Tomorrow: Tom Gorzelanny is a former young All Star lefty with the Pirates, not unlike Oliver Perez. And also like Perez, he has largely undone his career with periodic but extended bouts of no-controlishness. Gorzellany’s career got a subsequent boost in Chicago when Carlos Zambrano decided to rip his team in the dugout with a profanity-laced tirade. That sort of act doesn’t fly on a Lou Pinella team unless your name is Lou Pinella. So Gorzellany took over the pitching that day and stuck in the roation in Zambrano’s stead. Going 7-9 with a 4.06 ERA, he had his best season since 2006, and was traded to the Nats in the offseason for a pile of minor leaguers. He still walked four and a half guys per nine innings, and this will be a great test to see if this version of the Mets can show enough restraint to wait out a wild man.
Sunday: Jason Marquis is sort of Benson Buncher that stays healthy enough for good enough teams to win 12-15 games and hits the free agent market at the right time to rob somebody blind. The Rockies gave him $10 million for 216 innings in 2009 and were smart enough to thank him for his trouble and let the Nats give him $9 million to pitch through the ensuing bone chips. In truth, he’s a very consistent pitcher, giving you 190-210 innings, 3.3 walks per nine and five strikeouts, but every few years his arm cries out with chips or tendonitis or something, and his ERA balloons from 4.40 to six. Last year was one of those and he hopes to bounce back. Threw six innings without walking anybody in his 2011 debut.
Marquis is Jewish and hopes to represent Israel in the World Baseball Classic.

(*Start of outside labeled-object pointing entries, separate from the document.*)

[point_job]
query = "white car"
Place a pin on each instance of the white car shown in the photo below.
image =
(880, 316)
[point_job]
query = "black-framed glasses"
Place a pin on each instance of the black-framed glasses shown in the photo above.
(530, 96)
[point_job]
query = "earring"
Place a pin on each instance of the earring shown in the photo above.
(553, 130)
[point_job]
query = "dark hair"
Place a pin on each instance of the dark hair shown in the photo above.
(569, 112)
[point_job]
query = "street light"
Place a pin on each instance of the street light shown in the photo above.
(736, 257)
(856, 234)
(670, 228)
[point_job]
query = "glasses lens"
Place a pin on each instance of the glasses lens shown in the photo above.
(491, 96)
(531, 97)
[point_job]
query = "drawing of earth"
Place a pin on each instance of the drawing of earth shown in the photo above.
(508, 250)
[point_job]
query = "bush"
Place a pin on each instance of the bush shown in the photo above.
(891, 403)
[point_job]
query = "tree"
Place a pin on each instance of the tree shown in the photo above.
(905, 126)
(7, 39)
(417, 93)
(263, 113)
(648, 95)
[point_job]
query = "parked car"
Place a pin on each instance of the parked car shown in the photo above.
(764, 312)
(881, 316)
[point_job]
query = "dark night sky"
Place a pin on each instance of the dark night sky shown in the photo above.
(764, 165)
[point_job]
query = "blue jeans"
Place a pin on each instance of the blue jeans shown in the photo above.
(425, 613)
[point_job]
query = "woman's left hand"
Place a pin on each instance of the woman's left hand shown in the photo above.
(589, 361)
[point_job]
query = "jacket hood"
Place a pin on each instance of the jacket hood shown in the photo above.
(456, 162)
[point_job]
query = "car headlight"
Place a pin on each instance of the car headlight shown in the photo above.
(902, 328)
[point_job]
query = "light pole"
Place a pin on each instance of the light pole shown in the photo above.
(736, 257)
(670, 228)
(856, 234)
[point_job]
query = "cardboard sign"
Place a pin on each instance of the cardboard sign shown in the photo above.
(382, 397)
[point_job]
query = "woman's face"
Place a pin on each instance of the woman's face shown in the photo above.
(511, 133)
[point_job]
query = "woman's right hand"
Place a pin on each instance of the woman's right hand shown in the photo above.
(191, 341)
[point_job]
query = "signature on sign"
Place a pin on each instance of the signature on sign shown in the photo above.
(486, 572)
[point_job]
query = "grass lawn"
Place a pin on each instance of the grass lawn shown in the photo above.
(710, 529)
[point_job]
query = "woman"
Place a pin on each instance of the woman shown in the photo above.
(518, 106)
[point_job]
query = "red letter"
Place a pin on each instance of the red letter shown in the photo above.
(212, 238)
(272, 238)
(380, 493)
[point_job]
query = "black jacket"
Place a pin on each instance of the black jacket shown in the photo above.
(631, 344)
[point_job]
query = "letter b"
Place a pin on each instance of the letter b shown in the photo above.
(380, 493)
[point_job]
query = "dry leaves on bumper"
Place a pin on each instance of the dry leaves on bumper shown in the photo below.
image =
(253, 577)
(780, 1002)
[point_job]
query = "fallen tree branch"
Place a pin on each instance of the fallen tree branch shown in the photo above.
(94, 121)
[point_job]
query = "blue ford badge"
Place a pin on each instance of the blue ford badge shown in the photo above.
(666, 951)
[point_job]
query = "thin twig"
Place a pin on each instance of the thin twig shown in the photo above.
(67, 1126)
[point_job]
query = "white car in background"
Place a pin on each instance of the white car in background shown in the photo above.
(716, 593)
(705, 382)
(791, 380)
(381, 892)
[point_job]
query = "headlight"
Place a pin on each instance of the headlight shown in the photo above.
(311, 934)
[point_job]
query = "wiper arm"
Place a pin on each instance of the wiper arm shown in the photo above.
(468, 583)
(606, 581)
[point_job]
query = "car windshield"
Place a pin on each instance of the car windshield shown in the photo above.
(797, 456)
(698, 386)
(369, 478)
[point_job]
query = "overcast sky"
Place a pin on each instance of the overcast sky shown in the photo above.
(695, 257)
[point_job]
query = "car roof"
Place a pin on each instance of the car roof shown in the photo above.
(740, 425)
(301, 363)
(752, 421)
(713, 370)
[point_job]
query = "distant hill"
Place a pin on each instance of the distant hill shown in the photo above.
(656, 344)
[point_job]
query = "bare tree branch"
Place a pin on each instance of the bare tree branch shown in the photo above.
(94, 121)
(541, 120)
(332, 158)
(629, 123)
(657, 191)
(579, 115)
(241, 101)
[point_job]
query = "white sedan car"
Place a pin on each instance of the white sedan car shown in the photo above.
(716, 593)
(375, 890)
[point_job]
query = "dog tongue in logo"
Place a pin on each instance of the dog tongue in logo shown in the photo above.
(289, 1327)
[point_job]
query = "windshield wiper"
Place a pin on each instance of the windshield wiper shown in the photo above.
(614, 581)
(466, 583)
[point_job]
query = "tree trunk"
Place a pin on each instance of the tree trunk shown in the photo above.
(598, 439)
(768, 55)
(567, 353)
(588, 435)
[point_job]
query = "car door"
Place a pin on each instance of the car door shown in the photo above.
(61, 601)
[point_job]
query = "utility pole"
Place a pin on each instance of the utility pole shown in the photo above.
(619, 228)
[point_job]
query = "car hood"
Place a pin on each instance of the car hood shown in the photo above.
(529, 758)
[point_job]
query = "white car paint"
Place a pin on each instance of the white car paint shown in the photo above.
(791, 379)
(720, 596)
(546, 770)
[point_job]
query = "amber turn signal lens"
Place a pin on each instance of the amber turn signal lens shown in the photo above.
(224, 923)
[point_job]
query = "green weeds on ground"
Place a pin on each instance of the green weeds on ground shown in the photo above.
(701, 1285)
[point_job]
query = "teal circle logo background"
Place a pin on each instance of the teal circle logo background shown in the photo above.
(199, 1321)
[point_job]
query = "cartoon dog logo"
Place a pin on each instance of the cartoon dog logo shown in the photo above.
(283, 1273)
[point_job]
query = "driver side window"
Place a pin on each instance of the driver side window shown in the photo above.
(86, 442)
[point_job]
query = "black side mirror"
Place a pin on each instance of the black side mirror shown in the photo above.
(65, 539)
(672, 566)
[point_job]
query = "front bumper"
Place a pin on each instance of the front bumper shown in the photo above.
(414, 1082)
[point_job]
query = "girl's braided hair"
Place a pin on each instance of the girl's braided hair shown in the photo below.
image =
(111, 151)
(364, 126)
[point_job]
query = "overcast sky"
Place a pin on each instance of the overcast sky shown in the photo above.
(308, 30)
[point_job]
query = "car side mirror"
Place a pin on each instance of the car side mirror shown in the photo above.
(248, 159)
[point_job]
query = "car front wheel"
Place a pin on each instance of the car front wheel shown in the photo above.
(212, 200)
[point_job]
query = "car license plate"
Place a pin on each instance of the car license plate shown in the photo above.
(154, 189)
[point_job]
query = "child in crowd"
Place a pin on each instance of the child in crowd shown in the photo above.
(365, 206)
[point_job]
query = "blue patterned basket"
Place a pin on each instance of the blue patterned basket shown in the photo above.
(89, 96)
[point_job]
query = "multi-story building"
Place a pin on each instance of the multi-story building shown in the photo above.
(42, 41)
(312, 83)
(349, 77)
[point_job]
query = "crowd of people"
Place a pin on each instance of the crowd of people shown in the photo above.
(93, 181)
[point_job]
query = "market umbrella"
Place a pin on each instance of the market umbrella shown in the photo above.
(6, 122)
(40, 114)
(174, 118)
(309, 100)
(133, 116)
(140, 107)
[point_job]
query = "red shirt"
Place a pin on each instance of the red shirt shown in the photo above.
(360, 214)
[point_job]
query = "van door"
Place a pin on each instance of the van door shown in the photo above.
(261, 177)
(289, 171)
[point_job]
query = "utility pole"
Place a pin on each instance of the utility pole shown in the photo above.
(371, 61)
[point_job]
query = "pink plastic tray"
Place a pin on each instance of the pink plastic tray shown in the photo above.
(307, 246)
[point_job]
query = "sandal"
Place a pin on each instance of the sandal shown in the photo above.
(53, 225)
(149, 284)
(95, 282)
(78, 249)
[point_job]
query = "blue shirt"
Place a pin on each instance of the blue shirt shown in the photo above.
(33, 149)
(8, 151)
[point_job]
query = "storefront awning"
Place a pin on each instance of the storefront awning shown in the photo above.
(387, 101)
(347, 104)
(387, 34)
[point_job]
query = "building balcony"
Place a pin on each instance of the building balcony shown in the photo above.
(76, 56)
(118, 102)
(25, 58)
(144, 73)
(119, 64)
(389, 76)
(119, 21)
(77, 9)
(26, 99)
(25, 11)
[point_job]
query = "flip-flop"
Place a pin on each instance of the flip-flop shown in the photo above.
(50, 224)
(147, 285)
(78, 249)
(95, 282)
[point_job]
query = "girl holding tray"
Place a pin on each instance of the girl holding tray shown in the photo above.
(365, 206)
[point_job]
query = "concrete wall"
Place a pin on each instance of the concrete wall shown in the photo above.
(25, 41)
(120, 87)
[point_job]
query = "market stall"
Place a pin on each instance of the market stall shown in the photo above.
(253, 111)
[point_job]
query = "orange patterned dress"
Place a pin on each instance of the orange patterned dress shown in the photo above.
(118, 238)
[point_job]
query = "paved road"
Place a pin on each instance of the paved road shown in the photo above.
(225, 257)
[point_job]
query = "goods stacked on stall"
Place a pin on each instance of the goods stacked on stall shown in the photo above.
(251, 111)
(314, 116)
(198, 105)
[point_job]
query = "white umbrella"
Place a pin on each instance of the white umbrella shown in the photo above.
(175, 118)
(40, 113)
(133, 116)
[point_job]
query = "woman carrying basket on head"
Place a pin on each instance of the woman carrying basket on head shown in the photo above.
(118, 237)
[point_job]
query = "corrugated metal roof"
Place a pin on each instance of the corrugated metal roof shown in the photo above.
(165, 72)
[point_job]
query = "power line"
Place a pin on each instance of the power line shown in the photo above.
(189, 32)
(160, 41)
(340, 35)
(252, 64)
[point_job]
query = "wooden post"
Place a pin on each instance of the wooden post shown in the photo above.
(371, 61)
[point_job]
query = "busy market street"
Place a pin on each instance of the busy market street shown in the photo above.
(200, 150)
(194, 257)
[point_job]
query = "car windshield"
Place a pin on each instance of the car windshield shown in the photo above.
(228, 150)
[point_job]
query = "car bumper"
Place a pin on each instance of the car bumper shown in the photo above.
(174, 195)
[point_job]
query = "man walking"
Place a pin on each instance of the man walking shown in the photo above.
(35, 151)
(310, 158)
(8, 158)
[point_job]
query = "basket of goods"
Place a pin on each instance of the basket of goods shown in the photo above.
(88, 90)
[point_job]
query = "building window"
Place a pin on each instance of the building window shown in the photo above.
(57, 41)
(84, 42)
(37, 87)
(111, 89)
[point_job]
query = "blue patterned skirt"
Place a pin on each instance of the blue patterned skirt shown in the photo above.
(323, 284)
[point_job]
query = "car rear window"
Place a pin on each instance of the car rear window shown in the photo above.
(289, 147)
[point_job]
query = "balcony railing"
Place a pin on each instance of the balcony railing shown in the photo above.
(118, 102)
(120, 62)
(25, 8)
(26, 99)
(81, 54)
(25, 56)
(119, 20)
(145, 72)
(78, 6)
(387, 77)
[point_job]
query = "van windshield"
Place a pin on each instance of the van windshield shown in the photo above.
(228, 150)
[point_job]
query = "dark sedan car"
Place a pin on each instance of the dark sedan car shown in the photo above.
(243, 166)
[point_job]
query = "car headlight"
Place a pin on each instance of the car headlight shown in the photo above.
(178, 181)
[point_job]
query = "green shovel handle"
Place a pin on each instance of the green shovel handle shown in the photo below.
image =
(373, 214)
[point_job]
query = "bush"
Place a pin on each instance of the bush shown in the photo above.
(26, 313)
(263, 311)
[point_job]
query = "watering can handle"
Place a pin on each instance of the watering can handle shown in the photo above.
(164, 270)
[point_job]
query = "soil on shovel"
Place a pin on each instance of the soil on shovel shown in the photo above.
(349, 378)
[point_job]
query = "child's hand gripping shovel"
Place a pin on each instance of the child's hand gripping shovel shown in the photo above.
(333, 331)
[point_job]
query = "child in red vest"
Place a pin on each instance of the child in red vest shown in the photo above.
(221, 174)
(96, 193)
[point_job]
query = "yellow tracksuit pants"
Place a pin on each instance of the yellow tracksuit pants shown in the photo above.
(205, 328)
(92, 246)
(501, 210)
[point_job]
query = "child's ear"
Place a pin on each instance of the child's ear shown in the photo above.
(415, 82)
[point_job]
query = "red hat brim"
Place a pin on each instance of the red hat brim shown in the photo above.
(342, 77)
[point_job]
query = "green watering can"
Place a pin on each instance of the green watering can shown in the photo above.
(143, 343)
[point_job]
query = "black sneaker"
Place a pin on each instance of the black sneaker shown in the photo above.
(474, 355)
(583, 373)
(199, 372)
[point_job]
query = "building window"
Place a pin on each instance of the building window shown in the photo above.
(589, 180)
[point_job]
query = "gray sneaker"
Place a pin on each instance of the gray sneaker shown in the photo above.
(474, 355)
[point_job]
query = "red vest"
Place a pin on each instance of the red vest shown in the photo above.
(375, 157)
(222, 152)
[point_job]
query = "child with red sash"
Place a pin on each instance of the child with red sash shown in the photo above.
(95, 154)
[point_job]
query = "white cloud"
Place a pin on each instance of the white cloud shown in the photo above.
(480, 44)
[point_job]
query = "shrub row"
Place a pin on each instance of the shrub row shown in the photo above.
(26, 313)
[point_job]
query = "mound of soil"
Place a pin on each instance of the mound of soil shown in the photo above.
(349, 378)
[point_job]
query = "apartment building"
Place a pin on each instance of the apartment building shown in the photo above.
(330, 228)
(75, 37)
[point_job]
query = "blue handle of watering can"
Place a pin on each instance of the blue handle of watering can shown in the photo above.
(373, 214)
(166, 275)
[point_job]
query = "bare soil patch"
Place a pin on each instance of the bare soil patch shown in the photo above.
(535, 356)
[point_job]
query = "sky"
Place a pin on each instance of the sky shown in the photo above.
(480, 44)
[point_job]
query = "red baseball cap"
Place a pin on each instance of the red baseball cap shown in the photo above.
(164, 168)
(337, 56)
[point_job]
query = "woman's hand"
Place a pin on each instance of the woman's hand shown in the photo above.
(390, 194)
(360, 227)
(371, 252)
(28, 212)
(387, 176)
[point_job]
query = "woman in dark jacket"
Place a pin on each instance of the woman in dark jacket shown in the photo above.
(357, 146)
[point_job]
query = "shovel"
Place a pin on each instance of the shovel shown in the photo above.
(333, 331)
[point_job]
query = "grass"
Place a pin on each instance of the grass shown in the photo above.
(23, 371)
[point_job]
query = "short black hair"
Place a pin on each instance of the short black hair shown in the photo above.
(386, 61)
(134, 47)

Closer: Lefty Sean Burnett takes over for Matt Capps. He came over from Pittsburgh in the Lastings Milledge/Nyjer Morgan trade. He’s been a modestly successful bullpen back-ender since failing as a starter in 2004. He’s got a good change.
Old Friends: Livan Hernandez is expected to miss this series. Alex Cora is helping out the babies in the infield. Tony Tarasco is the baserunning coordinator. Ray Knight co-hosts Nats Extra. Journeyman reserve outfielder/infielder Jerry Hairston, Jr. was loved by the same parents as Mets journeyman reserve outfielder/infielder Scott Hariston.
Old Oldies: Livan Hernandez is 36 (reportedly). Ivan Rodriguez is 39. Matt Stairs is 43!